Note that we usually recommend a little 5–10 minute break here before diving into this next hour of exploration.

  • What’s taking your attention?

Is it a partner relationship you didn’t realize you had? A CRM workflow you didn’t know your team had created? A backlog of content to engage your customers?

  • Time to take those lingering curiosities one step further and create some How Might We Statements.
  • Creating How Might We statements begs for some “alone-together” time.

We suggest setting a timer for roughly 10–15 minutes. Use the time to create new MURAL sticky notes and further those curiositys that you want to explore.

  • After 10–15 minutes, have someone read their statement aloud and designate someone in the group to begin to bucket these ideas into themes on the MURAL canvas.
  • Once everyone has shared their How Might We statements, it’s time to vote.

3. Vote (15m-20m)

  • Everyone gets 2 to 3 votes (we recommend 2 for larger groups)
  • Give everyone roughly 5 minutes to look at all the HMW statements, now categorized by theme. As them to silently pick their favorites, BUT DON’T have them vote just yet.

We realized that moving the “voting dots” tends to cause favorites, and easily sways others to vote for the popular idea.

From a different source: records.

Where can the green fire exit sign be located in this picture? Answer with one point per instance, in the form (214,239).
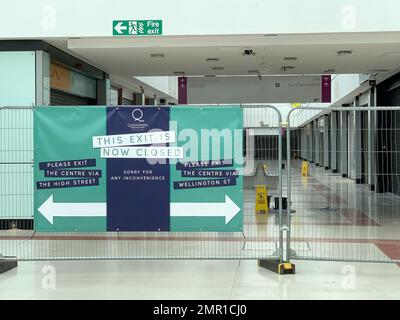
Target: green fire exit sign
(137,27)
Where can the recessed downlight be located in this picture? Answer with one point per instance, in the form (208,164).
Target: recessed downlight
(344,53)
(248,52)
(157,55)
(378,70)
(287,68)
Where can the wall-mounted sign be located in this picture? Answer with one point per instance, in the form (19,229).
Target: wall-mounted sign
(72,82)
(138,169)
(137,27)
(60,78)
(251,89)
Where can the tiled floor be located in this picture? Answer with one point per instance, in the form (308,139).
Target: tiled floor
(206,279)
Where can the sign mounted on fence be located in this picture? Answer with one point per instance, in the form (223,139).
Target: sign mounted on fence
(138,169)
(137,27)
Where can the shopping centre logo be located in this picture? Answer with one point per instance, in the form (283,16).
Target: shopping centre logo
(137,116)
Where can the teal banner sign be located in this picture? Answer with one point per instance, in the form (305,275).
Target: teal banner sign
(138,169)
(137,27)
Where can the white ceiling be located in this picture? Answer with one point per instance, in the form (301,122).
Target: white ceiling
(125,56)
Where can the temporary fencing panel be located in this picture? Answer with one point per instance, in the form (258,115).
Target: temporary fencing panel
(72,187)
(346,208)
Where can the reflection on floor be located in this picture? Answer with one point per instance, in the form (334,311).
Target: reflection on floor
(334,219)
(205,279)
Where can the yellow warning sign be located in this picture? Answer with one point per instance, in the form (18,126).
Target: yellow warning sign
(261,199)
(304,169)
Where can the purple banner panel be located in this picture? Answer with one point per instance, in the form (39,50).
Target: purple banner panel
(72,173)
(210,173)
(210,183)
(326,84)
(65,164)
(71,183)
(182,90)
(204,164)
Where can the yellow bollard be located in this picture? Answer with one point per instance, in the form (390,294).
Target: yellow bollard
(304,169)
(262,205)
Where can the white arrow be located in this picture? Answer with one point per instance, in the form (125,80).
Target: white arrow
(50,209)
(227,209)
(119,27)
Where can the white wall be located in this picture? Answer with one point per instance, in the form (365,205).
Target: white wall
(75,18)
(343,84)
(17,78)
(169,85)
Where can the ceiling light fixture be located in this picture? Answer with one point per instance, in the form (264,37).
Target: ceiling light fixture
(287,68)
(344,53)
(157,55)
(379,70)
(248,52)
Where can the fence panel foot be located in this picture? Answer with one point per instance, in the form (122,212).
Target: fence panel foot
(7,263)
(277,266)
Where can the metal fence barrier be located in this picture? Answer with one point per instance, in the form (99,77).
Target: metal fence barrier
(262,236)
(344,184)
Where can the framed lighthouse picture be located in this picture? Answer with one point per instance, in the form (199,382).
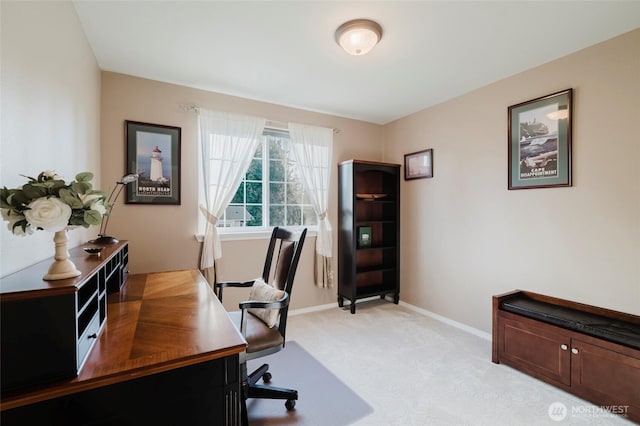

  • Once everyone has their favorites in mind, move your Voting Dots to your individually chosen ideas all at once.
  • Then, have each person give a little explanation as to why they voted for their chosen statements.

4. Prioritization Matrix (30–45m)

  • Move all of the statements with the most votes to the bottom of the canvas, just above the Prioritization matrix.
  • The purpose of this section is to help prioritize all the new ideas that have been explored throughout this workshop.
  • This matrix helps to assess ideas through feasibility and impact. In the example illustrated above, ‘HMW gets into non-office environments,’ is positioned to have the highest impact for the customer and your business coupled with the easiest feasibility. Statements that fall into this quadrant are your no-brainers: if there is High Impact + High Feasibility, they are very likely to be done.
  • Contrary to this, you may have items that fall into High Impact, but Low Feasibility. Simply put “this would be great, but we don’t have the means to do it right now,” or the converse, low impact but high feasibility: “we could do this today, but it won’t likely add much value.”

From here, development and implementation is under your control. You know your business best and hopefully this recipe provided some new insight, and ways to expand or add value you had not considered before.